Brands looking to maintain visibility in this fragmented search landscape need to rethink how they create content. The content that wins in the answer engine environment is not necessarily the content that ranks highest in traditional search. It is the content that AI tools trust enough to cite.

  • Schema Markup: Use structured data markup to help AI systems understand the context and credibility of your content, making it easier for answer engines to extract and cite your information.
  • Answer-Ready Structure: Format content with clear, direct answers rather than burying key information deep in paragraphs. AI systems prioritize content that is clearly structured and easy to extract.
  • E-E-A-T Signals: Demonstrate expertise, experience, authoritativeness, and trustworthiness through author credentials, citations, and topical authority that answer engines use to evaluate source credibility.
  • Conversational Tone: Write in natural language that matches how people actually ask questions, since AI systems use natural language processing to interpret intent rather than just match keywords.
  • Semantic Clarity: Ensure your content clearly explains concepts and relationships between ideas, helping AI models understand and synthesize your information alongside other sources.

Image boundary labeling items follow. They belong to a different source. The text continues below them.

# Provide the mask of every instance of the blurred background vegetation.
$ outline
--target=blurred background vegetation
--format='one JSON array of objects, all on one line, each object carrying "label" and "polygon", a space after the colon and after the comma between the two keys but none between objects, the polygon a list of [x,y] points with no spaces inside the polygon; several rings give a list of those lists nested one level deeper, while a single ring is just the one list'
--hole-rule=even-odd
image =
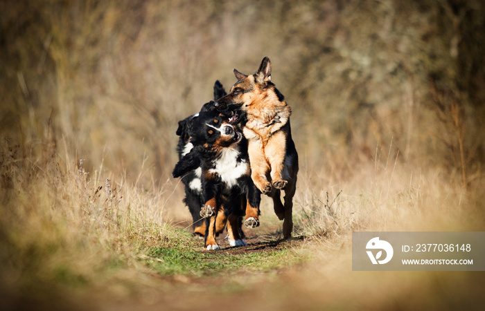
[{"label": "blurred background vegetation", "polygon": [[[265,56],[293,111],[294,234],[319,243],[272,294],[382,296],[353,285],[351,231],[484,229],[484,30],[482,0],[0,2],[0,301],[146,281],[147,249],[187,238],[167,225],[189,218],[177,121]],[[387,277],[402,305],[421,281],[461,305],[481,275]]]},{"label": "blurred background vegetation", "polygon": [[177,122],[266,55],[305,169],[345,178],[392,145],[468,183],[485,160],[479,0],[0,6],[3,136],[62,140],[87,169],[134,180],[146,158],[143,184],[166,180]]}]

One ecommerce SEO agency documented the impact of this shift. For Valerie Madison, a Seattle-based sustainable fine jewelry brand, the challenge was invisibility in AI search despite strong press coverage. The agency restructured over 80 pieces of content using an AEO approach. Within six months, the brand ranked across more than 1,200 generative queries on platforms including Google AI Overview, ChatGPT, Perplexity, Gemini, and Copilot. AI-driven traffic grew by over 1,079% .

The broader point is straightforward. Search is more fragmented than it was two years ago. Buyers use AI tools, voice queries, and zero-click results to make decisions before they ever reach a website. Brands that understand this shift early are building an advantage that will be difficult for later movers to close .

The Uncomfortable Truth About Free AI Services

The Perplexity lawsuit highlights an uncomfortable reality that has haunted the internet for decades. One detail buried in the complaint is particularly revealing: the lawsuit proposes to certify a class of any and all free-tier users who chatted with Perplexity between December 2022 and February 2026, a group that explicitly excludes paid Pro and Max subscribers, whose agreements are described in the suit as operating under different terms .

If the lawsuit's framing is correct, the people who paid cash were protected. The people who used the free version were, allegedly, the product. This is the oldest story in tech, back again in a new era. As AI companies face mounting pressure to justify their valuations and meet investor expectations, the temptation to monetize user data through advertising partnerships becomes increasingly difficult to resist. The structural economics of AI development may make surveillance capitalism not just likely, but inevitable.